Required Qualifications:

  • 4+ years of experience developing/creating packages and achieving ATOs, security processes  and creating artifacts, control implementation details, and POA&Ms
  • 4+ years of Cyber Security experience
  • 3+ Years of IT experience (Networking/System Administration)
  • Familiarity with Hardening, DoD STIG processes
  • Experience with security automation tools within Azure, Dynamic 365, Microsoft 365 environment  in production and lower environments.
  • Experience with Amazon Web Services (AWS) and/or Microsoft Azure
  • Knowledge of cloud service models (e.g., Software as a Service (SaaS), Infrastructure as a  Service (IaaS), Platform as a Service (PaaS)
  • BS degree in an applicable area (Computer Science, Engineering, MIS, etc.)
  • CISSP, CCSP, or other relevant security certifications.
  • Microsoft Azure Administrator Certified

What its really like to Work for Us:

You will work with a team of smart, talented people in a culture that is simultaneously driven, collegial, and supportive. We set high expectations for employees in the areas of project delivery excellence, building trusted client relationships, and continuous improvement. We insist on teamwork and collaboration.

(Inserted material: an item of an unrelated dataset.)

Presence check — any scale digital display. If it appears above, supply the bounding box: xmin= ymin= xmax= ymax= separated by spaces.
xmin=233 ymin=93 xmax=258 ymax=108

As part of our meritocratic culture, we strongly encourage each of our employees to remain committed to “stretching” the levels of their most current professional strengths to continuously adapt, grow and expand their subject matter expertise for the benefit of adding value to our clients. The emphasis on stretch starts at the very top of our organization and is promoted throughout to all members of our team. The desire of our employees to stretch is critical to effectively, and with greater flexibility, plan project assignments and subsequently position our people and the company for future success.

Who We Are:

FI Consulting is a 70+ person professional services firm that helps government and commercial financial institutions solve hard problems in data, analytics, modeling, and technology. Our professionals are specialists with expertise across a range of fields, for example:  

  • Financial and economic modeling
  • Data analytics & visualization
  • Financial products and markets
  • Economics and statistics
  • Business process management and re-engineering

Our Company Values & Operates on:

  • A Commitment to Creating Value for our Clients and our Employees
  • A Flat Management Structure that is Still Led by one of the Original Founders
  • An Emphasis on Teamwork and Cooperation
  • Employee Development and Career Growth
  • Continuous Improvement
  • An Entrepreneurial Culture that Rewards Finding, Developing, and Owning Business

Security Requirements:

  • Authorized to work in the United States as a permanent resident or US Citizen. We are not able to sponsor or accept any VISA Holders at this time including OPT, H1B, EAD.
  • All job applicants will be required to successfully complete a background investigation, which will include a pre-employment drug screen and a credit check.
  • Reside in the DC Metro area within 30 days of hire.
  • Secure and protect company and client data and information and prevent its improper disclosure.

FLSA Designation - This is an exempt position. FI Consulting is an Equal Opportunity Employer of Minorities, Females, Protected Veterans, and Individuals with Disabilities. FI Consulting participates in E-Verify.